I didn't know you could use "he came on my dress" in this context at 9 PM, but guess what. "It wasn't really getting in" and "he put a finger inside me" don't necessarily belong in mid-primetime either.
Everyone's acting like Calhoun stepped over Alex Cabot's dead body to become a one-time victim's advocate
but aside from a renewed commitment on the writers' part to shitting on Carisi -- giving him that tactless line about how miserable his sister was having to come off mat leave; giving Barba an "even a broken clock" snap when Carisi's correct on a point of law, like, can we not fucking be done with this? The sell-by on this from-the-planet-Bumblor-18 horseshit was May of 2015, so STOP IT -- everyone's basically within bounds.

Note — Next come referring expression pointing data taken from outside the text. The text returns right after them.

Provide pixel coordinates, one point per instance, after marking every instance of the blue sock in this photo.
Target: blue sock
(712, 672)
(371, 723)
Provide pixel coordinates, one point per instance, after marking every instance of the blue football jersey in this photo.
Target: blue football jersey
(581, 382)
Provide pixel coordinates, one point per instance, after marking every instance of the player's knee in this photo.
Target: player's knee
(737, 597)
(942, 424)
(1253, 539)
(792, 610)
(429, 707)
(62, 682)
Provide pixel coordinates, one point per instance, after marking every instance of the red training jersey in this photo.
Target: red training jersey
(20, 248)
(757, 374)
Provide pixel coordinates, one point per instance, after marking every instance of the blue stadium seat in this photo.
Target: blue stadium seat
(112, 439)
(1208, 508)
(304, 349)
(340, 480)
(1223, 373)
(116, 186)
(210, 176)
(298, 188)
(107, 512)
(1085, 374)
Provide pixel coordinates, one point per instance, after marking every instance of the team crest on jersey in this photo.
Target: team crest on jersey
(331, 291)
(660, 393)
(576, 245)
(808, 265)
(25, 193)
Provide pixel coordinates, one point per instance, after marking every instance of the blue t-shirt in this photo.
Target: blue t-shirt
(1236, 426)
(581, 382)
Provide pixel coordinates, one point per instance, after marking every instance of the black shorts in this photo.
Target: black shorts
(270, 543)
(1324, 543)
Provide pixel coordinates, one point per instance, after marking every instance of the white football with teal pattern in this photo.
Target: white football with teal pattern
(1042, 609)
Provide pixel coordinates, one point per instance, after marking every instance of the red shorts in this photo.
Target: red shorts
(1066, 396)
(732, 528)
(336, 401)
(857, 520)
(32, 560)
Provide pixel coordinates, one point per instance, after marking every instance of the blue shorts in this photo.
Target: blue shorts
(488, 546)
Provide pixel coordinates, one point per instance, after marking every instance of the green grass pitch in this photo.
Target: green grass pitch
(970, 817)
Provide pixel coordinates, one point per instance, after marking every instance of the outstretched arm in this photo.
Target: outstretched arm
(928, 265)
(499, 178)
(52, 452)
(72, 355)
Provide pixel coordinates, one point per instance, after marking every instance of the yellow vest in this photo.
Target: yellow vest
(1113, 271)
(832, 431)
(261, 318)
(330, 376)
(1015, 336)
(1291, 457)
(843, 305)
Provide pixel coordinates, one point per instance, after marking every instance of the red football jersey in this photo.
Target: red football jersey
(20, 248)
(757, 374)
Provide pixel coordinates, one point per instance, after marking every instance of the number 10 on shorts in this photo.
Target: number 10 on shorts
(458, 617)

Benson, because it's her first case back after her most recent imperilment, and because she has a future teenage boy, and because the local squad effed up the report, and because Benson; Barba, because the case is impossible; Calhoun, because old friends.
Thankgodfully snaps at Chris's parents to let Chris talk instead of making shit worse for him by speaking for him; makes this face when the Nos Messis Cerasa list is unveiled:
Rollins only gets six weeks of mat leave, though she could take a year off unpaid, and it's interesting how everyone just sighs when Dodds Jr. mentions this instead of verbally beating him about the face and head with a sockful of dimes like they would have if CARISI had said it. Oh, wait, by "interesting" I really meant "bullshit." Liv is still having nightmares and flashbacks, but that's nothing new, she tells Dr. Bill Irwin, who's like, maybe you should just quit, because other people can in fact do the job if you choose not to, but Narcissismama ain't trying to hear that. Counselor Buchanan is apparently in some financial trouble.